More efficient machine vision technology modeled on human vision

Prof. Robert Dick and advisee Ekdeep Singh Lubana developed a new technique that significantly improves the efficiency of machine vision applications

Image Enlarge
(left image) The conventional uniform-resolution sampling and processing approach used in most machine vision applications. This is appropriate in image reproduction applications, where aesthetics are important, but not in energy-constrained machine vision applications. (right image) By sampling irrelevant background information at low resolution and regions of interest at high resolution, energy consumption is dramatically reduced while preserving accuracy.

Prof. Robert Dick and Ekdeep Singh Lubana at the University of Michigan have developed a more efficient technique for machine vision by modeling it on human vision. By simply manipulating a camera’s firmware, the technique cuts energy consumption by 80% and has almost no impact upon accuracy when used for practical vision applications, like license plate recognition and facial recognition. Called “Digital Foveation,” it’s also faster than conventional methods.

“It’ll make new things and things that were infeasible before, practical,” Dick said. “Instead of having to change a battery once a week, for example, it’ll work for five weeks.”

Whether helping inspect and sort products or determining whether the object in front of a driverless car is a pedestrian or a paper bag, machine vision plays a critical role in our increasingly automated life. It has had a tremendous impact on security, healthcare, banking, transportation, and industry, and its applications are expected to have a market value of $15.46 billion by 2022.

It'll make new things and things that were infeasible before, practical.

Prof. Robert Dick

However, today’s machine vision is limited. Due to the power and computational demands of machine vision algorithms, even the simple task of recognizing license plates can be demanding for a computer.

Currently, when computers visually analyze a scene, they use a camera to capture a uniform, high-resolution image, and then they transfer the data over to an application’s processor. The processor runs image classification algorithms, and it costs a lot of energy and time to transfer and process all the data.
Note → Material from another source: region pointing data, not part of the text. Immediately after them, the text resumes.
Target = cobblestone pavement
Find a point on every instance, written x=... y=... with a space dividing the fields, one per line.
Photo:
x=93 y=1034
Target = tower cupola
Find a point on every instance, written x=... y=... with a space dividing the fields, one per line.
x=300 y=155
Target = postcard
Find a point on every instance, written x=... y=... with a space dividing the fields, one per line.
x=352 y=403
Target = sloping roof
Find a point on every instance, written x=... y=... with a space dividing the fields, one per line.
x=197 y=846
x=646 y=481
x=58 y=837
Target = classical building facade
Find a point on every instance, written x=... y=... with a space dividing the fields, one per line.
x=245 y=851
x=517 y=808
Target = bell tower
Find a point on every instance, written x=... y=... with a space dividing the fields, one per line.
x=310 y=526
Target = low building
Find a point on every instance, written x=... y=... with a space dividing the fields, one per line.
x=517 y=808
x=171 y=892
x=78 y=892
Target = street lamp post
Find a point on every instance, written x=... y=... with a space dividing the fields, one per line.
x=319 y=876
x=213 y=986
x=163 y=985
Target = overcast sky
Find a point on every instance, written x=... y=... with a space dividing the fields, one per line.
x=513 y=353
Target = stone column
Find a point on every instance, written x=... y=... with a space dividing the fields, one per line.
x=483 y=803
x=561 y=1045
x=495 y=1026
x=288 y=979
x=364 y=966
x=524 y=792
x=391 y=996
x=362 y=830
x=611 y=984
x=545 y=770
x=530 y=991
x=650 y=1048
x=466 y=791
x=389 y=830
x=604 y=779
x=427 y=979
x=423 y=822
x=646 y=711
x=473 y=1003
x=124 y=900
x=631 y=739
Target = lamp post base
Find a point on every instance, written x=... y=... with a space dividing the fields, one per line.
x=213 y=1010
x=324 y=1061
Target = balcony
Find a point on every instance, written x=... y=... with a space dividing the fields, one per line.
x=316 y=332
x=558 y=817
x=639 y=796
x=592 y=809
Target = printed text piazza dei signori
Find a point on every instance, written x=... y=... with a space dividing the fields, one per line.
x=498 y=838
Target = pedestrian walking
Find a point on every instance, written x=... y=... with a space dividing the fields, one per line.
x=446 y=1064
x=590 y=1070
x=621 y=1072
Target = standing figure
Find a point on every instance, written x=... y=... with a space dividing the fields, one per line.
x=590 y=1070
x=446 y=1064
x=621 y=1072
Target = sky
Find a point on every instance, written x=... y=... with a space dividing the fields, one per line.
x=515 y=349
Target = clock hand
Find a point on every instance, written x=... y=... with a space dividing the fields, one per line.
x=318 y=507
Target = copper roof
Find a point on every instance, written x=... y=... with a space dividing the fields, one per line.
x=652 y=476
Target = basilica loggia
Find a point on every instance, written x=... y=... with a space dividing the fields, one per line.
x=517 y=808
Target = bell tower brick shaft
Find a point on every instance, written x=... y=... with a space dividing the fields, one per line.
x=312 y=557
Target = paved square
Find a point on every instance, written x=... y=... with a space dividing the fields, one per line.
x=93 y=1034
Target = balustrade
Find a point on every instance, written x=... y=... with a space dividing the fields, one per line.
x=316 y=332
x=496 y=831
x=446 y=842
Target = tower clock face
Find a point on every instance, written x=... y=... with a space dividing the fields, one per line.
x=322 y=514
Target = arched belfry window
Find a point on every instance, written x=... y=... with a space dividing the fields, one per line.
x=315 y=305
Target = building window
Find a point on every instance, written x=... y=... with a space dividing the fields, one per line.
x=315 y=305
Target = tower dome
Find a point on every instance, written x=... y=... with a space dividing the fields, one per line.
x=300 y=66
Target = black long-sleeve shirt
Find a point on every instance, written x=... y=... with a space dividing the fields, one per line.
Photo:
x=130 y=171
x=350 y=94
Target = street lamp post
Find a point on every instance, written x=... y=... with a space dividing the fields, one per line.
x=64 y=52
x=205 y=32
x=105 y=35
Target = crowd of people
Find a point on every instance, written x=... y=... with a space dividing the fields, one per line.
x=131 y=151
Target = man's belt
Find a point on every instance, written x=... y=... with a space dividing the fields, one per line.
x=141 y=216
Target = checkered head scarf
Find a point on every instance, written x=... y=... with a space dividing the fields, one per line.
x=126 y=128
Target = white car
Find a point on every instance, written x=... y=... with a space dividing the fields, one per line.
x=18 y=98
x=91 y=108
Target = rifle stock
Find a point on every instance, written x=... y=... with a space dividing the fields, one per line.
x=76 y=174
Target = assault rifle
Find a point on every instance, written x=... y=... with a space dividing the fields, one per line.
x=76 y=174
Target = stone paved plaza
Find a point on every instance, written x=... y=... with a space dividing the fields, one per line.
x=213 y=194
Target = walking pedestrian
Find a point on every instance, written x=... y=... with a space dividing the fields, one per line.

Humans, however, gather and process visual information in a far more efficient manner. Human retinas have only a small area supporting high-resolution vision, which is a central, dense sensing region called the “fovea.” By looking around, humans are able to see different parts of their surroundings at different resolutions, capturing the most important areas at high resolution while using low-resolution capture for less-important details. This information is then pieced together to draw inferences about the scene.
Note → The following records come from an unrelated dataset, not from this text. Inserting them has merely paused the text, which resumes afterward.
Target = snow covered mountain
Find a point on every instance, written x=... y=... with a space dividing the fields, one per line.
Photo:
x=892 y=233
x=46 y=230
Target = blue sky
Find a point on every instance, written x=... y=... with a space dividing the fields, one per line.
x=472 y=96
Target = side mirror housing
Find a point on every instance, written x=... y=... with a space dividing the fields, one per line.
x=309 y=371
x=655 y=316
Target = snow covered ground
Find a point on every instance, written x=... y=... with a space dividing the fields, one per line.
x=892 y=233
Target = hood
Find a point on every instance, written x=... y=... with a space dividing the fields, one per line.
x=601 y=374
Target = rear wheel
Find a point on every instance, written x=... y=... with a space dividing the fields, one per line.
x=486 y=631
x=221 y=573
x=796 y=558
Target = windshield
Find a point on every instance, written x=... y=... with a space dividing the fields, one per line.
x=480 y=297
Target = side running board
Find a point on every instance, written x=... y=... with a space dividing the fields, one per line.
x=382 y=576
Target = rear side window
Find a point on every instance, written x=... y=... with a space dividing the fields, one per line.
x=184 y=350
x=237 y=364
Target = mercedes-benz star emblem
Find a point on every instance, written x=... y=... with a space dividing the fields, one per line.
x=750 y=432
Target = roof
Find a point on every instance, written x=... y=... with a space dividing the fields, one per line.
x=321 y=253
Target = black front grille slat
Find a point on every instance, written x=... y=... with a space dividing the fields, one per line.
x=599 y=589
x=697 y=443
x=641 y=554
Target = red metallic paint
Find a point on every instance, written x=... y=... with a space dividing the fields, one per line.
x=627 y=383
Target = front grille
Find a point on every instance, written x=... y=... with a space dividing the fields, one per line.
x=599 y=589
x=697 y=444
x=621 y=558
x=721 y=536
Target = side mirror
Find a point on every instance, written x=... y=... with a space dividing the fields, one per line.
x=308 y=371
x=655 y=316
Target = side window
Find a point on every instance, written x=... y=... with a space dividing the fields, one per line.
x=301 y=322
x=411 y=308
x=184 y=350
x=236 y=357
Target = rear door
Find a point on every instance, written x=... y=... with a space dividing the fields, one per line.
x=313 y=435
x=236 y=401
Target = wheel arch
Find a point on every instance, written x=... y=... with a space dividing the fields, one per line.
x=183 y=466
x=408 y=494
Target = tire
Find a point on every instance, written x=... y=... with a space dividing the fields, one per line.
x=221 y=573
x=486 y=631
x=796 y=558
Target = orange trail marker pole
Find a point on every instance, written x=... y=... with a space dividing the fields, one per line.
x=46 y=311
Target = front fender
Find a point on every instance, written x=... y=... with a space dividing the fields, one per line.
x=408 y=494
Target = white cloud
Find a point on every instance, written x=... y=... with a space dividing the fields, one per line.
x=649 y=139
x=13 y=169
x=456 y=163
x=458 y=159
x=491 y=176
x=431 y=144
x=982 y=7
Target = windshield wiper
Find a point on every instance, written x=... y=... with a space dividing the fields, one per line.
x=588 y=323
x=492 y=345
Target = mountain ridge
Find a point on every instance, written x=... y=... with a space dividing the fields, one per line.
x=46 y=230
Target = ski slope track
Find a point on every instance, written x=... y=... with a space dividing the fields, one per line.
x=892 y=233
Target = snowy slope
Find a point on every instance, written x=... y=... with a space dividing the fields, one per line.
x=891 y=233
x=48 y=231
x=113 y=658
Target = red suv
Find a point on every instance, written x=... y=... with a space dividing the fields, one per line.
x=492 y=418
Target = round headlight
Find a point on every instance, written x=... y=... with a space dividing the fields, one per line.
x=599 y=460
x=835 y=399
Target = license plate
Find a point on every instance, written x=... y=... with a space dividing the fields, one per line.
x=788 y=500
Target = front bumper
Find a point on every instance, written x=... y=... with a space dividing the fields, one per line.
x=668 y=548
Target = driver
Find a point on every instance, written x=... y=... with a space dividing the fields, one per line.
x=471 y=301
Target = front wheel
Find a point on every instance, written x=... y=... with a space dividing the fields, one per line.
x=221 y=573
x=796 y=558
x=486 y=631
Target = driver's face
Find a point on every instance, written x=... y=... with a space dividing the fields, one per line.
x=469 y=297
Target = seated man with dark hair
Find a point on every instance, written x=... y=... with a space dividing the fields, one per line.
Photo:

Ekdeep Singh Lubana Enlarge
Ekdeep Singh Lubana evaluating the energy consumption, performance, and accuracy implications of Digital Foveation.

Dick’s team modified a computer camera so it would mimic humans by only capturing high-resolution information within a certain bounding box. Those data are sent to an application processor, which uses a machine learning algorithm to assess the information. If it needs more information, it tells the camera where to look next to gather more detail.
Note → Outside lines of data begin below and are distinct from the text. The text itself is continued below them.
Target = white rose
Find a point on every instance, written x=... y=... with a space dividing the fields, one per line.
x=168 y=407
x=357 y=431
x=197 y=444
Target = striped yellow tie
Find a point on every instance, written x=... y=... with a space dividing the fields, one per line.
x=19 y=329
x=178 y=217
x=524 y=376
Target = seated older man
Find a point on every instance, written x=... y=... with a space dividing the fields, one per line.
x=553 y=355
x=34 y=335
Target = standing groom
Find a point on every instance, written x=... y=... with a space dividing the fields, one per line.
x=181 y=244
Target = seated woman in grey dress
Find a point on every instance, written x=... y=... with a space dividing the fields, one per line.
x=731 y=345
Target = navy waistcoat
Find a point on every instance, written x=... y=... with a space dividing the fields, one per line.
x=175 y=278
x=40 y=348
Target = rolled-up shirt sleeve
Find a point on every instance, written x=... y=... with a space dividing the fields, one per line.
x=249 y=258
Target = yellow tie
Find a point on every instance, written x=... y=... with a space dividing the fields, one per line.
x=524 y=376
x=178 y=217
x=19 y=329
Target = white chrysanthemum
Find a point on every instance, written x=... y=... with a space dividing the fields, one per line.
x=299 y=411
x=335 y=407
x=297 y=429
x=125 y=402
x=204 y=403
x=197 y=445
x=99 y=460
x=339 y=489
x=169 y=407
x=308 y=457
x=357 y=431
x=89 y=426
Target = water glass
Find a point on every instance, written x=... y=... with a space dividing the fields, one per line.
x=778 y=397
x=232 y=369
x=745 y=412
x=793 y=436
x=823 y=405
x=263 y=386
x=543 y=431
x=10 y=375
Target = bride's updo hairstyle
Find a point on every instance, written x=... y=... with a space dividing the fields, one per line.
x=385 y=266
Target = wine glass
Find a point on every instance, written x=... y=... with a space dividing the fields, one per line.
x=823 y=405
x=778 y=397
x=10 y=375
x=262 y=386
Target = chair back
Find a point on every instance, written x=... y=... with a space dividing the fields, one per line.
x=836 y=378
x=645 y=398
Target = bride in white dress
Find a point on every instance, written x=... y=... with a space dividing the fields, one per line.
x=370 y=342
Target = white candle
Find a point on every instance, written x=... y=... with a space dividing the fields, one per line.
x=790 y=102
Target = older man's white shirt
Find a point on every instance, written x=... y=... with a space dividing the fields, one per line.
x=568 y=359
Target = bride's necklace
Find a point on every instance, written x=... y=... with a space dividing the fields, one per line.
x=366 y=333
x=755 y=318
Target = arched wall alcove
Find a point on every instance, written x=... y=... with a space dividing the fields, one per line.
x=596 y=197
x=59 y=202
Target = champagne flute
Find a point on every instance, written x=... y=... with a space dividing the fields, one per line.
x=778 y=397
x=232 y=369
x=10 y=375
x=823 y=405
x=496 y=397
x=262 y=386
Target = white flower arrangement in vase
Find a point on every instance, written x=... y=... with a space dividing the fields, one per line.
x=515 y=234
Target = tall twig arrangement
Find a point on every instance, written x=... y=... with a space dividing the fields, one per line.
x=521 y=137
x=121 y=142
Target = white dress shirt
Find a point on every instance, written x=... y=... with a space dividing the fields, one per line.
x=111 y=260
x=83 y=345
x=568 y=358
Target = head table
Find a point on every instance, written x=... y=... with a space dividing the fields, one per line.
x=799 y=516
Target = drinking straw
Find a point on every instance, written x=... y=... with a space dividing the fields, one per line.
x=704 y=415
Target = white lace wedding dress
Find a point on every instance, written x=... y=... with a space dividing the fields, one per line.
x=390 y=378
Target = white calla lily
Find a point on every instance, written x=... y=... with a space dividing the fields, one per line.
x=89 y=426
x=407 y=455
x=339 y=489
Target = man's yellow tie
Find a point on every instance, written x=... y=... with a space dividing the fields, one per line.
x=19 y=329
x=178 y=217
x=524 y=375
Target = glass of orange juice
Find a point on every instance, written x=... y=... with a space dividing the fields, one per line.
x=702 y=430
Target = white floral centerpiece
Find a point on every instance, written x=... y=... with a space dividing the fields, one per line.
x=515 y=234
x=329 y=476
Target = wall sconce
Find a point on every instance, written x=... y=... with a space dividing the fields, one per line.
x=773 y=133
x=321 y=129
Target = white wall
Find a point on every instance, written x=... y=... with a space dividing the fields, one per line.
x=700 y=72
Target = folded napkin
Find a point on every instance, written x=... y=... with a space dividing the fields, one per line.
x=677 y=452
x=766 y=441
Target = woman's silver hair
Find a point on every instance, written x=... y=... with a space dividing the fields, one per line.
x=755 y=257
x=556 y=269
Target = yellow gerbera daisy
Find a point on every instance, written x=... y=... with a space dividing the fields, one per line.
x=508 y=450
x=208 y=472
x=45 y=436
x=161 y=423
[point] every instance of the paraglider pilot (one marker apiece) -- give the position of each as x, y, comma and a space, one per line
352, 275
While previous researchers have tried to model machine vision on biological organisms, their methods required cumbersome and often unreliable systems. For example, researchers have used variable-resolution camera lenses and gimbals to mechanically turn the camera. Dick and Lubana accomplish the same goal by manipulating the camera’s firmware and the machine learning algorithms, making their technique – called “Digital Foveation” after the fovea that inspired the technique – much easier to use in practice.

Dick and Lubana tested the technique on license plate recognition because it’s straightforward to compare with prior techniques. According to the researchers, the application accounts for 100-billion image captures per year. Future work will expand the technique to other applications, including video.

The research was published as “Digital Foveation: an Energy-Aware Machine Vision Framework” by Dick and Lubana and presented at the 2018 International Conference on Hardware/Software Codesign and System Synthesis. Their follow-up work on capturing only the data needed for machine vision task accuracy is scheduled to appear at the 2019 Data Compression Conference.